Under the prospective payment system for inpatient rehabilitation facilities (IRF), the Centers for Medicare & Medicaid Services (CMS) establishes a prospective payment rate for each of 92 distinct case-mix groups. IRFs must electronically transmit a patient assessment instrument (PAI) for each IRF stay to the National Assessment Collection Database (the Database). If an IRF transmits the PAI more than 27 calendar days from (and including) the beneficiary's discharge date, the IRF's payment rate for the applicable case-mix group incurs a 25-percent late-assessment penalty.

Based on our sample results, we estimated that Medicare Administrative Contractors (MAC) made a total of $8.4 million in overpayments to IRFs because IRFs often did not receive reduced case-mix-group payments for claims with PAIs that were transmitted to the Database after the 27-day deadline. Of the 108 claims that we sampled, which had dates of service in calendar years 2009 and 2010, 20 were either canceled or paid correctly.
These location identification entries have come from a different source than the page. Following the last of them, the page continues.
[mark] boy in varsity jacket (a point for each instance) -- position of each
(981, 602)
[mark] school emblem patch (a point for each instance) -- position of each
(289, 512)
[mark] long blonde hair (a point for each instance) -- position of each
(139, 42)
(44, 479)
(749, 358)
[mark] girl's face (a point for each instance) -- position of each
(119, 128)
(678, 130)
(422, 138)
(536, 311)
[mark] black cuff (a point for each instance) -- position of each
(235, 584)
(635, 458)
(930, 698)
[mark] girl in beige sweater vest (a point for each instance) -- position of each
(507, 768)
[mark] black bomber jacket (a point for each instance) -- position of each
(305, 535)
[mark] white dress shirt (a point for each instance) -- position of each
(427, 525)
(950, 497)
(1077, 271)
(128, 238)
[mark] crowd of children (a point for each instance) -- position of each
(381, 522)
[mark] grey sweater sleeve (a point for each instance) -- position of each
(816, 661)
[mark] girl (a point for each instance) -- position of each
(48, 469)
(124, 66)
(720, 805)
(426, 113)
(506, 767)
For the remaining 88 claims, IRFs did not receive reduced case-mix-group payments for PAIs that were transmitted to the Database after the 27-day deadline. The overpayments occurred because IRF and Medicare payment controls were inadequate.
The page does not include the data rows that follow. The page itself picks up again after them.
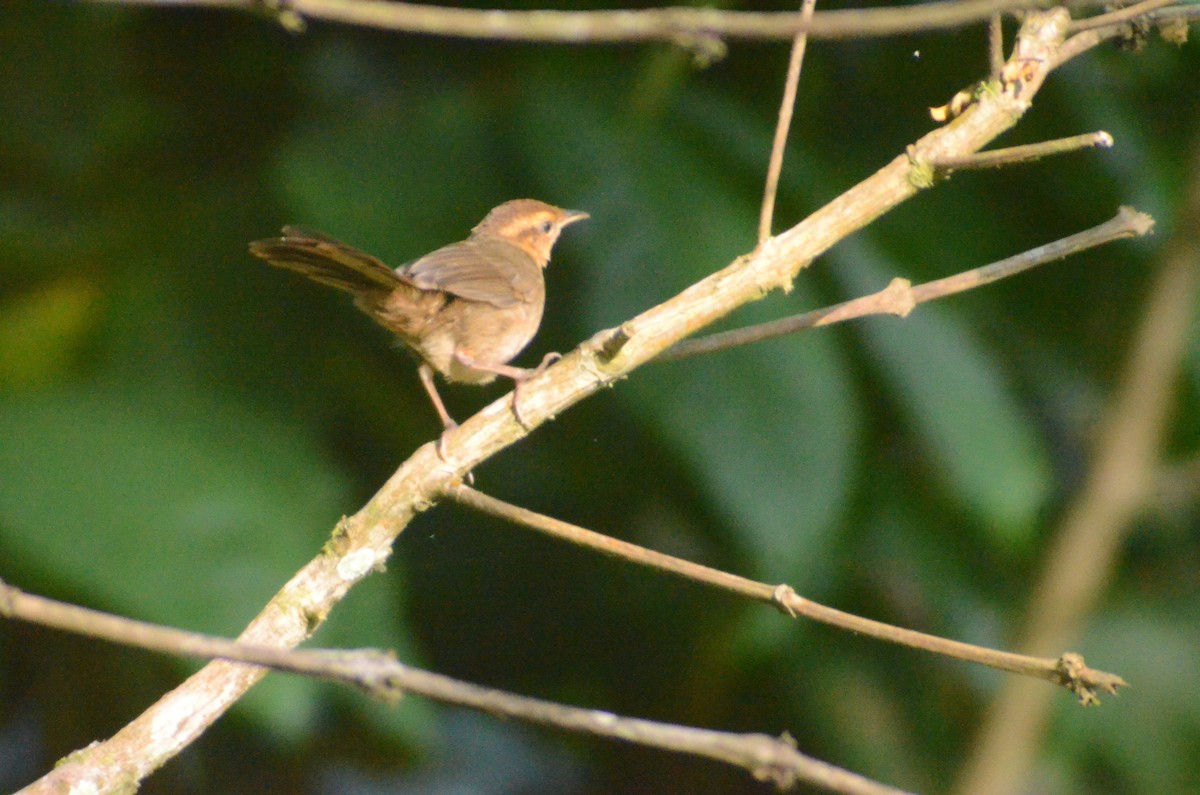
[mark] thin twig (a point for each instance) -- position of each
(1120, 16)
(1120, 482)
(900, 297)
(995, 45)
(785, 121)
(682, 25)
(773, 759)
(1081, 42)
(1025, 153)
(1067, 670)
(363, 542)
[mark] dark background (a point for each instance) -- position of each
(181, 426)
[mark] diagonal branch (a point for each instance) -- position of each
(900, 297)
(361, 544)
(773, 759)
(785, 121)
(1067, 669)
(682, 25)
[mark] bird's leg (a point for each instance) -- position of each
(426, 374)
(519, 375)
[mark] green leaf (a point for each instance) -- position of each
(169, 506)
(771, 430)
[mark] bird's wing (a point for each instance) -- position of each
(492, 272)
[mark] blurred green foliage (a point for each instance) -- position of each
(180, 428)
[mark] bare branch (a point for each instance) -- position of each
(363, 543)
(1119, 17)
(900, 297)
(785, 121)
(1026, 153)
(1067, 670)
(1119, 484)
(995, 46)
(683, 25)
(773, 759)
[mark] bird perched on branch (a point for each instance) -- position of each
(466, 310)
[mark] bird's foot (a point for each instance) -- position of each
(546, 360)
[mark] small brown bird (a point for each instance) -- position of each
(466, 310)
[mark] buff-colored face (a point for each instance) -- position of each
(529, 225)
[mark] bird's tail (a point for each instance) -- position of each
(329, 262)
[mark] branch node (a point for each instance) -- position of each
(6, 596)
(1025, 153)
(922, 173)
(898, 297)
(1073, 673)
(783, 598)
(283, 13)
(958, 103)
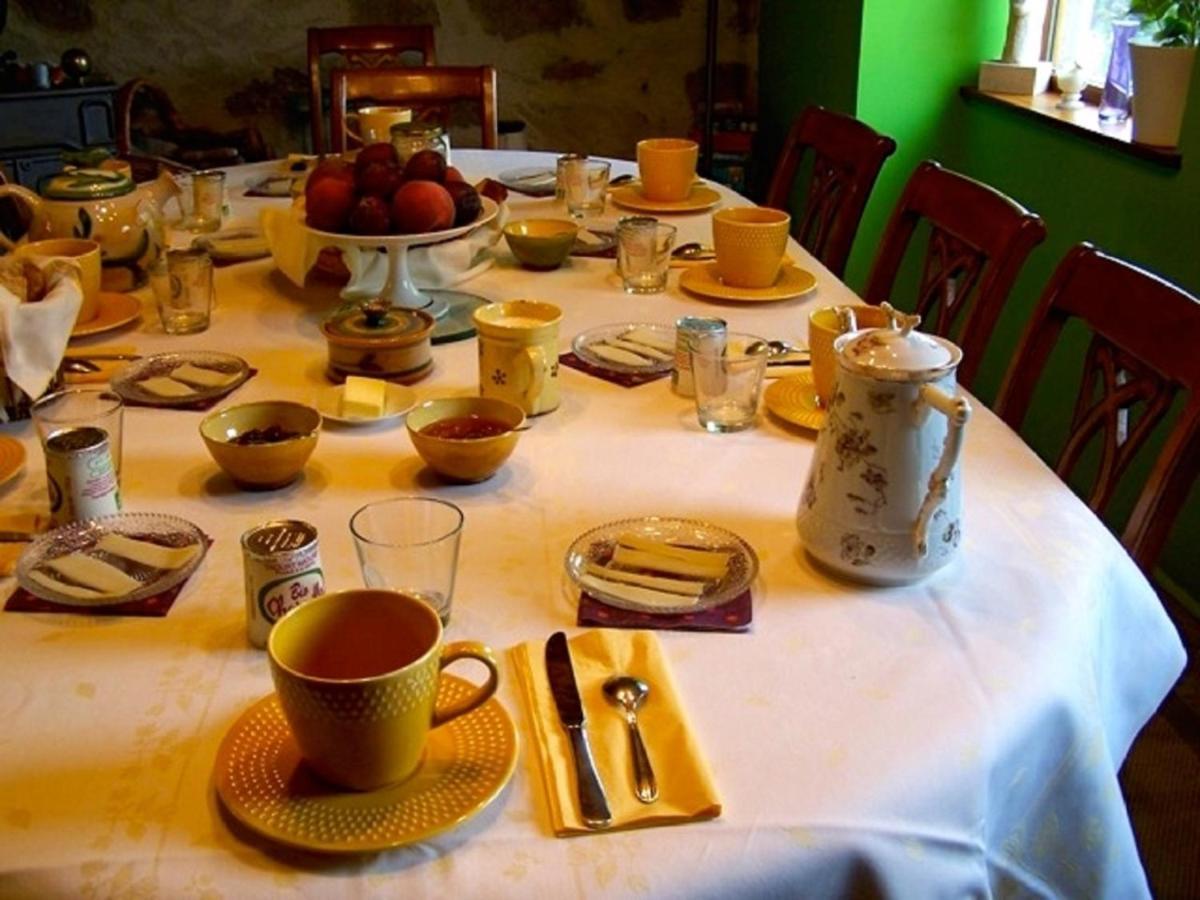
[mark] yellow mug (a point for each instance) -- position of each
(83, 256)
(825, 325)
(519, 353)
(667, 167)
(375, 124)
(750, 244)
(357, 672)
We recommended that CMS (1) adjust the 88 sampled claims for overpayments of $696,000 to the extent allowed under the law; (2) work with the Office of Inspector General to resolve the remaining 2,306 nonsampled claims with potential overpayments estimated at $7.7 million and recover overpayments to the extent allowed under the law; (3) continue to provide specific education to IRFs on the importance of reporting the correct PAI transmission dates on their claims; (4) complete the process that would allow the Fiscal Intermediary Shared System to interface with the Database to identify, on a prepayment basis, IRF claims with incorrect PAI transmission dates; and (5) support the MACs' and Recovery Audit Contractors' efforts to conduct periodic postpayment reviews of IRF claims. CMS concurred with our findings and recommendations and outlined steps for implementing our recommendations.